For: lieu d’exercice habituel de l’activité professionnelle

A teneur de l’art. 34 al. 1 CPC, les actions relevant du droit du travail peuvent être portées devant le tribunal du domicile ou du siège du défendeur, ou devant le tribunal du lieu où le travailleur exerce habituellement son activité professionnelle.

Au sujet de ce dernier for, le Tribunal fédéral a eu l’occasion de rappeler les principes suivants dans un arrêt récent destiné à la publication (arrêt du Tribunal fédéral 4A_527/2018 du 14 janvier 2019 consid. 6 à 8) :

Au regard de l’art. 34 al. 1 CPC, le for peut se trouver dans un lieu où l’employeur n’a aucune sorte d’établissement ni installation fixe, ce qui n’était pas admis sous l’empire de l’art. 343 al. 1 aCO.

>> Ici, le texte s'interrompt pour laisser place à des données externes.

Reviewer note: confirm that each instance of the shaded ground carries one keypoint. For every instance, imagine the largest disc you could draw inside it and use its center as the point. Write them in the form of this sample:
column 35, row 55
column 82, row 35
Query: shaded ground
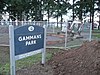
column 84, row 60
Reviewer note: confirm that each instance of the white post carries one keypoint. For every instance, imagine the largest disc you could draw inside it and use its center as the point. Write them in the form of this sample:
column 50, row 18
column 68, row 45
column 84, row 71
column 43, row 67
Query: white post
column 12, row 53
column 66, row 23
column 90, row 36
column 44, row 49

L’art. 34 al. 1 CPC correspond actuellement à l’art. 19 par. 2 let. a CL 2007. Celui-ci est une réplique de l’art. 19 par. 2 let. a du règlement de l’Union européenne n° 44/2001 concernant la compétence judiciaire, la reconnaissance et l’exécution des décisions en matière civile et commerciale, du 22 décembre 2000. Il s’ensuit que les critères déterminants dans l’application de ces dispositions de droit international peuvent être pris en considération aussi dans l’interprétation de l’art. 34 al. 1 CPC.

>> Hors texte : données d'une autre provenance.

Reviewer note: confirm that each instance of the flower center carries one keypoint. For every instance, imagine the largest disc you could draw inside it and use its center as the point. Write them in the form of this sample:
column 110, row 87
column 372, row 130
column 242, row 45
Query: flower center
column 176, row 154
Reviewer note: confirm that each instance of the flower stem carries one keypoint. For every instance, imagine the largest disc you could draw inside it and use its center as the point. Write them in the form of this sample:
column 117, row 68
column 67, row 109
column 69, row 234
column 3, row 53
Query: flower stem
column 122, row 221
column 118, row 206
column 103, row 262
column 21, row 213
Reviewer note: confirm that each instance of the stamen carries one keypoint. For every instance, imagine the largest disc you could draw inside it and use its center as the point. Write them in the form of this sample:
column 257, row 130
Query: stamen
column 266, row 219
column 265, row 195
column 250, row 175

Selon la jurisprudence topique de la Cour de justice de l’Union européenne, le lieu où un travailleur accomplit habituellement son travail est celui dans lequel, ou à partir duquel ce travailleur s’acquitte en fait de l’essentiel de ses obligations à l’égard de son employeur, cela parce que c’est à cet endroit que le travailleur peut à moindres frais intenter une action judiciaire à son employeur et que le juge de ce lieu est le plus apte à trancher la contestation relative au contrat de travail (CJUE, arrêt C-168/16 du 14 septembre 2017, § 58, avec références à d’autres arrêts). Lorsque l’activité fournie est dispersée ou répartie entre plusieurs lieux, le for se trouve en principe dans celui où le travailleur est occupé pendant la majeure partie de son temps de travail (CJUE, arrêt C-37/00 du 27 février 2002, § 50), à moins qu’un autre de ces lieux ne présente un rapport suffisamment stable et intense avec l’objet du litige pour qu’il doive être considéré comme un lieu d’attache prépondérant (même arrêt, § 55). Lorsque plusieurs lieux d’occupation revêtent une importance égale, il n’existe pas de compétence concurrente entre eux et aucun ne fonde la compétence d’un tribunal (§§ 55 et 57). D’après les commentateurs, une part du temps de travail globalement majoritaire dans le lieu envisagé, voire supérieure à soixante pour cent du temps de travail total (KROPHOLLER/VON HEIN, Europäisches Zivilprozessrecht, 9e éd., 2011, p. 349 ch. 5), est nécessaire; à défaut, il n’existe pas de lieu habituel de l’activité convenue et pas de for correspondant. Une durée d’occupation minoritaire mais comparativement plus importante dans le lieu envisagé, par rapport aux durées d’occupation dans d’autres lieux, n’est concluante que si ce lieu revêt une importance particulière dans la relation de travail (MEYER/STOJILIKOVIC, in Commentaire bâlois, 2e éd., 2016, n° 12 ad art. 19 CL 2007; MÜLLER, in Lugano-Übereinkommen, Dasser/Oberhammer, éd., 2e éd., 2011, n° 13 ad art. 19 CL 2007; KROPHOLLER/VON HEIN, ibidem).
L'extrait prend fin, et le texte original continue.